Concern in west as Karzai bites the hand that feeds him
By Matthew Green in Washington
Published: April 5 2010 03:00
The diatribe launched by Hamid Karzai , Afghanistan's president, against the west has sparked a fresh bout of soul-searching among allies desperate to transform him from hindrance to help in their campaign against the Taliban.
The task has taken on a new level of urgency ahead of an offensive in Kandahar province this summer that will represent the most significant attempt to swing the direction of the war back in Nato's favour.
The shock that greeted Mr Karzai's remarks last week shows diplomats are no closer to solving one of the conflict's great riddles: a man almost entirely dependent on US backing to survive seems intent on undermining his main ally.
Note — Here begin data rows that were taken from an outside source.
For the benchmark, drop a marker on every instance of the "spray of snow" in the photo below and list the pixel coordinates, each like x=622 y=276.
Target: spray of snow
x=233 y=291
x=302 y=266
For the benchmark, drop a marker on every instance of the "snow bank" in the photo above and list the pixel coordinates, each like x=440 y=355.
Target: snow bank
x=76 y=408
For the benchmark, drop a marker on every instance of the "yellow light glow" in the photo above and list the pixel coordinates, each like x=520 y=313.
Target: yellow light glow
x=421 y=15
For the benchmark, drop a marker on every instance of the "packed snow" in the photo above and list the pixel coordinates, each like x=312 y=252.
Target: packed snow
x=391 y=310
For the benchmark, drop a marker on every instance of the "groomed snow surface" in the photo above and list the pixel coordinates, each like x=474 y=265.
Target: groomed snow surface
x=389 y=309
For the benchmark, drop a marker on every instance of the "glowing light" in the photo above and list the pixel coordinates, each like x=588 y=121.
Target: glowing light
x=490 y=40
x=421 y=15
In a speech, Mr Karzai accused the west and the United Nations of orchestrating massive electoral fraud to undermine his administration and run a "puppet" government.
The remarks' timing, just days after a visit by US president Barack Obama, looked like a deliberate snub to an ally that has ordered an extra 50,000 US troops to Afghanistan to bolster Mr Karzai's government. The White House called the comments "a genuine cause for concern".
Although Mr Karzai later called Hillary Clinton, the US secretary of state, to clarify his comments, the outburst injected newrancour into his testy relations with his allies.
"The analysis is not that he got emotional and went crazy," said a western diplomat in Kabul. "This was done in a calculated fashion. We don't understand what that calculation is."
Mr Karzai has long sought to shore up his domestic political base by casting himself in the role of chief critic of the failings of his allies, particularly those that lead to civilian casualties.
By publicly painting foreigners as conspirators against his government, Mr Karzai took his criticism into new territory. Escalating the rhetoric poses military and political risks. Stanley McChrystal, the top Nato commander in Afghanistan, has based his strategy on convincing Afghans to side with the western-backed government, a task that may be complicated by the president's anti-foreign stance.
Mr Karzai's remarks threaten to reopen the debate among US and European voters about why their troops are dying to uphold his government.
His outburst will reignite frustration in western capitals over the lack of progress he has made in enacting reforms agreed at a conference in London in January that was supposed to herald a new era of co-operation. Mr Karzai has deflected western pressure to confront the corruption fuelling the insurgency by denying there is a problem. Instead of embracing electoral reform, he is seeking to seize control of the watchdog that uncovered widespread fraud in August's presidential polls.
The paradox is that the troops deployed and the billions of dollars spent in Afghanistan should give Washington and its partners enormous leverage. Instead, Mr Karzai has gambled that his allies are so committed to Afghanistan that he is indispensable. The harder his backers push, analysts say, the more he can portray them as bullies to blame for Afghanistan's miseries.
His dependence on foreign support has not stopped him seeking leverage of his own. Pledges to pursue reconciliation with the Taliban increase his capital by holding out hope for peace. By deepening links with China and Iran, he shows he has options.
While the Bush administration embraced Mr Karzai, officials in the Obama administration have wobbled "We're pretty handcuffed," said Marvin Weinbaum, a scholar at the Middle East Institute in Washington. "We find ourselves in a situation where it's difficult to live with him and we can't live without him."